During lactation, a woman experiences a considerable amount of bone loss and recent studies suggest bone deficits persist years postpartum. Furthermore, selective serotonin uptake inhibitors (SSRIs), which are often prescribed to women experiencing peripartum depression, have been linked to osteopenia. Serotonin signaling can increase parathyroid hormone related protein (PTHrP), a bone remodeling protein which liberates calcium for the milk. Additionally, fluoxetine (a common SSRI) results in increased mammary gland serotonin content and PTHrP, and treatment during the peripartal period reduced maternal bone mineral density. One proposed mechanism of serotonin action is by its covalent addition to proteins by transglutaminase (TG2), termed serotonylation. We therefore investigated whether the combination of fluoxetine and lactation can exacerbate maternal bone loss and the underlying mechanism. We hypothesized that SSRI-induced serotonin signaling in the lactating mammary gland increases PTHrP through a serotonylation-dependent mechanism. Treatment of mouse mammary epithelial cells (HC11) with fluoxetine significantly upregulates PTHrP gene expression and the concentration of its downstream effector, cAMP, over control (P < 0.0004). Furthermore, treatment of the HC11 cells with fluoxetine in addition to a TG2 inhibitor, monodansylcadaverine, restores PTHrP mRNA expression to levels observed in the control.
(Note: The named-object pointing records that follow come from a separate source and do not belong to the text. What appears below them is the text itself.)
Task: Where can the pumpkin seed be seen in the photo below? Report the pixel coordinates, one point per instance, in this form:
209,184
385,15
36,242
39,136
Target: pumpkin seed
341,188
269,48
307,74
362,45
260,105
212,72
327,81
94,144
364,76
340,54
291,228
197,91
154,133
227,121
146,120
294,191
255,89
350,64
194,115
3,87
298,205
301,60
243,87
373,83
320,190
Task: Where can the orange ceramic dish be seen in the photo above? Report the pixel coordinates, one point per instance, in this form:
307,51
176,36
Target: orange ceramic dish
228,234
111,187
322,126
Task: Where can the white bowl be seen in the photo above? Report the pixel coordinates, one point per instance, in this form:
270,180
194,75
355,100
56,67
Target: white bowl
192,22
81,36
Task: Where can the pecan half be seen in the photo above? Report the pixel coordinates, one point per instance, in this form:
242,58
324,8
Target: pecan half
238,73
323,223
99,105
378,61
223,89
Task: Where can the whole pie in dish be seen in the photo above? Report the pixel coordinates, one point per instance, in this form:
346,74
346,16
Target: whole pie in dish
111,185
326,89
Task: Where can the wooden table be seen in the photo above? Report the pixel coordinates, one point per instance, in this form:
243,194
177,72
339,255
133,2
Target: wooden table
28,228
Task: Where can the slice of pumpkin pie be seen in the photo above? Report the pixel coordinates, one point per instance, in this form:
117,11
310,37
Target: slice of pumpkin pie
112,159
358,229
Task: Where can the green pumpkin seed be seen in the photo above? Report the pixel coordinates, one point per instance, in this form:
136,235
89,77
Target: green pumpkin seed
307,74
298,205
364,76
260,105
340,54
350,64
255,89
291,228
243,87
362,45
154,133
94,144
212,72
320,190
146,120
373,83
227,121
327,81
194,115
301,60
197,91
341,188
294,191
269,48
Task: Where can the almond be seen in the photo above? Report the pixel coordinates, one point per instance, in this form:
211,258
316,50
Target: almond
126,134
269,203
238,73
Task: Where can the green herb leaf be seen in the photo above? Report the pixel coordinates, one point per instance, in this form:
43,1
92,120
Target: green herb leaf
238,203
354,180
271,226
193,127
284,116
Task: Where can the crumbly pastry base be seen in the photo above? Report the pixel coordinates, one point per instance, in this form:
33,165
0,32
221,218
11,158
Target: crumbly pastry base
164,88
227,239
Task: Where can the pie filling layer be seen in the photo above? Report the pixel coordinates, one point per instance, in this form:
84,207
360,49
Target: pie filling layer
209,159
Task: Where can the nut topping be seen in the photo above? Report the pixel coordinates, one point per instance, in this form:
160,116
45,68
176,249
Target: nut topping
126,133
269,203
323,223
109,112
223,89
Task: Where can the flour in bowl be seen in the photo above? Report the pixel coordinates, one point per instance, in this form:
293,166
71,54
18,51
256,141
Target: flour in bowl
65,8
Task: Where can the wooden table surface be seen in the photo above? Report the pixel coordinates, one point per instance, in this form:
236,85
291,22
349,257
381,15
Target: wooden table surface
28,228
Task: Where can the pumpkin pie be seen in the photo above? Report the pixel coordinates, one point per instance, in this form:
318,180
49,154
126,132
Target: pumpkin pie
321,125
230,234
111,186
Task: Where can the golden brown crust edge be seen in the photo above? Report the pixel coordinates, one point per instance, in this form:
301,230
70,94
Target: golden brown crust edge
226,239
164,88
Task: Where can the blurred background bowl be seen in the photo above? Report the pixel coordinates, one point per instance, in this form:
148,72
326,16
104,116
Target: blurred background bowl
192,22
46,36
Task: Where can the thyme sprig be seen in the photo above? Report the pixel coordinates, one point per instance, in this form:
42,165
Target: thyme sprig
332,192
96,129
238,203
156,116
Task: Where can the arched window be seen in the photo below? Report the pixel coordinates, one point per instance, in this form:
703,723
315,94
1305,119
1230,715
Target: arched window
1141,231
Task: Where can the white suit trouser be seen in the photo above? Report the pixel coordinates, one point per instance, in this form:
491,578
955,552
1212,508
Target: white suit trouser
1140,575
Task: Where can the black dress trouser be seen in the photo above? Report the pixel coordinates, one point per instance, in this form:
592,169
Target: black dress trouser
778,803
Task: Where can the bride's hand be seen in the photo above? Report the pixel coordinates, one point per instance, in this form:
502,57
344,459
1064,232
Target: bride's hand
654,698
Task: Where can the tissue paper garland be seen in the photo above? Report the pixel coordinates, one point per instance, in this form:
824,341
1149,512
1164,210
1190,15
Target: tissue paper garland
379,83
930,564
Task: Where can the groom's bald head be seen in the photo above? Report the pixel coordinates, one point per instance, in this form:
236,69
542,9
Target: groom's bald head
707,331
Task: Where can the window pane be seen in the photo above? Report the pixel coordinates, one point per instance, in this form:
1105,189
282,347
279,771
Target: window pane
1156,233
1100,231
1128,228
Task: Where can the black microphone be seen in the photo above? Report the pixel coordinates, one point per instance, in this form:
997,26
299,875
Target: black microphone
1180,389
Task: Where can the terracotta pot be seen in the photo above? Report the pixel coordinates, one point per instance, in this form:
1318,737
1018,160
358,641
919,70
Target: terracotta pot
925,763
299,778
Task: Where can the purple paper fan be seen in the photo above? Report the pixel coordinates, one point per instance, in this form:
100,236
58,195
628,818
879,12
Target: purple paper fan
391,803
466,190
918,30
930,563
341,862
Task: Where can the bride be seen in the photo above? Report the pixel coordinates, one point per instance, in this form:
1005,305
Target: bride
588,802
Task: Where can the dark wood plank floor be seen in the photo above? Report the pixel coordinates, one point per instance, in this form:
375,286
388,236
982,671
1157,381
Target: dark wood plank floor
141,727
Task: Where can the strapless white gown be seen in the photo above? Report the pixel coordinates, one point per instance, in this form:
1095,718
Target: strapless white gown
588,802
Small g-proteins have emerged as a common target protein for serotonylation. Currently, our data suggest that the g-proteins, RhoA and Rab4, are potential serotonylation targets in the mammary gland. Together these data suggest that the molecular process of serotonyation in HC11 cells links serotonin signaling to increased PTHrP expression. Future work is directed at using the cre-lox system to genetically ablate serotonylation using a WAPCre/TG2Flox transgenic mouse to determine whether decreasing serotonylation in vivo in the mammary gland during lactation improves maternal bone mass.